Each time NAEP releases the results of a subject-level assessment, a portion of the items used in the assessment is released to the public via free online tools: the NAEP Questions Tool
and NAEP Item Maps
. NAEP assesses what our nation's students know and can do in various subjects at grades 4, 8, and 12. NAEP uses a variety of item formats, including multiple choice and constructed response.
NAEP items are developed to measure the NAEP subject-specific frameworks. The NAEP frameworks are guidelines that define subject-specific content and thinking skills needed by students to deal with the complex issues they encounter in and out of the classroom. They are devised through a development process that ensures they meet current educational requirements and be both forward thinking and responsive, balancing current teaching practices with research findings. They also provide a starting point for constructive conversations about high-quality educational standards and assessments. The NAEP frameworks are not a set of standards and are designed to be independent from all other standards, curriculum and instructional approaches. Even though the NAEP frameworks are not aligned to any particular grade or content standards, the NAEP items are still a great resource for educators.
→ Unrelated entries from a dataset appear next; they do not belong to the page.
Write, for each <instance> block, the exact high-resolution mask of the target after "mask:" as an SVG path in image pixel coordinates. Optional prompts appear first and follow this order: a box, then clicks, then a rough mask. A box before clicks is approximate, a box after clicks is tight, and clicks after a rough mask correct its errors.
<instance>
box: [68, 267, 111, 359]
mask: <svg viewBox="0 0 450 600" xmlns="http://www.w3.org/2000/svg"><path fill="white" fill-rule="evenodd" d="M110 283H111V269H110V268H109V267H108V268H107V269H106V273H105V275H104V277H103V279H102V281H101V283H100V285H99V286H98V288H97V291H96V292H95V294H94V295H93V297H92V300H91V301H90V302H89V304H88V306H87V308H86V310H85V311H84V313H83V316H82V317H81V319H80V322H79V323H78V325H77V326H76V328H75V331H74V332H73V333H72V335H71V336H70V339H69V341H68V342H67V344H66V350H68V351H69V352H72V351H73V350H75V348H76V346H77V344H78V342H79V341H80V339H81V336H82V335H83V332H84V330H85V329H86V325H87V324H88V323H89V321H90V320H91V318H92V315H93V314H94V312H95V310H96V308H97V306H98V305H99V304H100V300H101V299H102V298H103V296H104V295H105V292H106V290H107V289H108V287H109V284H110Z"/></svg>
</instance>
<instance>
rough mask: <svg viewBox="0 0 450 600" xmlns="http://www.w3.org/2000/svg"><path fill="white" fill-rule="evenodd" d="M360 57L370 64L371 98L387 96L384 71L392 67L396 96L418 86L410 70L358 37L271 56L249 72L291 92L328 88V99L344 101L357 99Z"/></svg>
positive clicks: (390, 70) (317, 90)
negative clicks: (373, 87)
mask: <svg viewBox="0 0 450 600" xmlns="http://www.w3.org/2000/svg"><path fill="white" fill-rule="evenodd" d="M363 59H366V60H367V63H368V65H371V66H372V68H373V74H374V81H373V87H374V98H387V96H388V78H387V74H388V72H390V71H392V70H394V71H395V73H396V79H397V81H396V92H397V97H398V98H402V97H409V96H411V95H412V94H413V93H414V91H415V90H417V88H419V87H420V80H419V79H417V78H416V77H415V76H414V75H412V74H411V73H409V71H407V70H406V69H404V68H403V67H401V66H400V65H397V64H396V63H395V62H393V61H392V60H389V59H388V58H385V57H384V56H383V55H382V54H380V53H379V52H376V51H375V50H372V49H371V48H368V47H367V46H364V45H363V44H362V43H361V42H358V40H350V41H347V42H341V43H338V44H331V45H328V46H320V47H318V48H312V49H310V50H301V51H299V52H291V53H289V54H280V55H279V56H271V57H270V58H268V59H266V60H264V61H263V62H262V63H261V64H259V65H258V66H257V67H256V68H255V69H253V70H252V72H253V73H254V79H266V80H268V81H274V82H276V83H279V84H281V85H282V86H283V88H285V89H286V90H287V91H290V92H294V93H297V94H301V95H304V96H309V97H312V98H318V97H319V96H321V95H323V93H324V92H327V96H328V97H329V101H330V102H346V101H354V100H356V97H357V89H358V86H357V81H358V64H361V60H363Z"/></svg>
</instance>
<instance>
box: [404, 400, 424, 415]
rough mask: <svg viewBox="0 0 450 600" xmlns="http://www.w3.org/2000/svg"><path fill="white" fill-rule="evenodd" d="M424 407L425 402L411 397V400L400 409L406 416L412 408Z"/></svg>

Educators can use NAEP items to supplement classroom instruction and to extend the level of instruction to include more complex exercises. NAEP items can also be used as models for using innovate and challenging assessment practices. Educators can use NAEP items and their corresponding scoring rubrics to construct their own items and improve the way they score student responses.
The NAEP Questions Tool
is a database of more than 3,000 multiple-choice and constructed-response items in 10 subject areas that were used on the NAEP assessments. Educators can search questions by subject, grade, and content area; view actual student responses; and create customized tests. You can bookmark questions for later use and create customized tests for your students to complete then compare their performance with that of the nation's students.
The NAEP Item Maps
are tools that help answer the question, "What does it mean for students to be at each NAEP achievement level in terms of what they know and can do?" This is done by plotting question descriptions along the NAEP scale. Where the item is plotted on the scale indicates a dividing line: students who score above this position are likely to answer the question correctly, while those who score below are less likely to do so.